This study presents the chromosome-level genome assembly of an important cichlid species being extensively studies as model for chromosome biology and evolution, providing new insights into the structural, regulatory, and evolutionary roles of supernumerary chromosomes. Using a hybrid sequencing approach combining PacBio long reads, Hi-C chromatin conformation capture, and Illumina short reads, we assembled a 930 Mb reference genome for A. latifasciata, which includes 22 A chromosomes and a 34.3 Mb B chromosome. This high-contiguity assembly resolved ~150 Mb of previously fragmented or missing regions, marking a significant improvement over earlier draft genomes (Jehangir et al. 2019) and enabling in-depth exploration of the B chromosome’s sequence content and biological impact.

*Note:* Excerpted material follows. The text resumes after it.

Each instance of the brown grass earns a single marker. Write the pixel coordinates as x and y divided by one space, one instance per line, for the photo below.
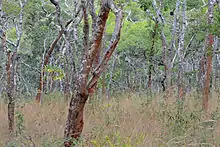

Inter-chromosomal homology analysis further revealed that many B-linked sequences had substantial homology with LG3 (assembly ID Chr 2). This supports a model in which the A. latifasciata B chromosome originated primarily from an LG3-derived fragment, followed by sequence accretion from other A chromosomes, rearrangement, divergence and extensive TE accumulation (Camacho 2005; Valente et al. 2014). This LG3 association is noteworthy in light of other cichlid systems: in Lake Victoria cichlids, B chromosomes have been proposed to derive from a chromosome corresponding to tilapia LG3 and to influence sex determination, whereas in oreochromines the giant LG3 sex chromosome has been suggested to involve fusion with a B chromosome (Conte et al. 2021). Taken together, these findings raise the possibility that LG3-related sequence has been recurrently co-opted during the evolution of supernumerary and sex-linked chromosomes in cichlids, while the contrasting transmission dynamics reported for Lake Malawi B chromosomes and A. latifasciata suggest that B chromosome evolution in cichlids has proceeded through lineage-specific trajectories rather than through a single conserved evolutionary trajectory (Clark et al. 2017; Cardoso et al. 2022). B chromosomes from Lake Malawi mbuna cichlids also show a repeat-rich, gene-bearing and mosaic sequence composition, suggesting that independently evolved cichlid B chromosomes may converge on broadly similar genomic architectures even if their detailed sequence content, transmission dynamics and evolutionary origin differ (Clark et al. 2018).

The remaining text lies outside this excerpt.